Limitations of edge analytics
Like any other technology, edge analytics has its limits. Those limitations include:
- Not all hardware supports it. Simply put, not every IoT device has the memory, CPU and storage hardware required to perform deep analytics onboard the device.
- You might have to develop your own edge analytics platform. Edge analytics is still a relatively new technology. Although off-the-shelf analytical platforms do exist, it's entirely possible that an organization might have to develop its own edge analytics platform based on the devices that it wants to analyze.
Applications of edge analytics
Edge analytics tend to be most useful in industrial environments that use many IoT sensors. In such environments, edge analytics can deliver benefits such as:
- Improved up time. If an edge analytics platform can monitor a sensor array, it might be able to take corrective action when problems occur. Even if the resolution isn't automated, simply alerting an operator to a problem can help improve the overall up time.
- Lower maintenance costs. By performing in-depth analysis of IoT devices, it might be possible to gain deep insight into device health and longevity. Depending on the environment, this might help the organization to reduce its maintenance costs by performing maintenance when it's necessary rather than blindly following a maintenance schedule.
- Predict failures.

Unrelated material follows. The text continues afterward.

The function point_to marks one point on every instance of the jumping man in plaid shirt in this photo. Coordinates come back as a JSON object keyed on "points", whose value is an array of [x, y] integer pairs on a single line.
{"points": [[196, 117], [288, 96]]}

An in-depth analysis of IoT hardware might make it possible to accurately predict hardware failures in advance. This can enable organizations to take proactive steps to head off a failure.
Edge analytics vs. edge computing
Edge computing is based on the idea that data collection and data processing can be performed near the location where the data is either being created or consumed. Edge analytics uses these same devices and the data that they have already produced. An analytics model performs a deeper analysis of the data than what was initially performed. These analytics capabilities enable the creation of actionable insights, often directly on the device.
Cloud analytics vs. edge analytics
Both cloud analytics and edge analytics are techniques for gathering relevant data and then using that data to perform data analysis. The key difference between the two is that cloud analytics requires raw data to be transmitted to the cloud for analysis.
Although cloud analytics has its place, edge analytics has two main advantages. First, edge analytics incurs far lower latency than cloud analytics because data is analyzed on site -- often within the device itself, in real time, as the data is created. The second advantage is that edge analytics doesn't require network connectivity to the cloud. This means that edge analytics can be used in bandwidth-constrained environments, or in locations where cloud connectivity simply isn't available.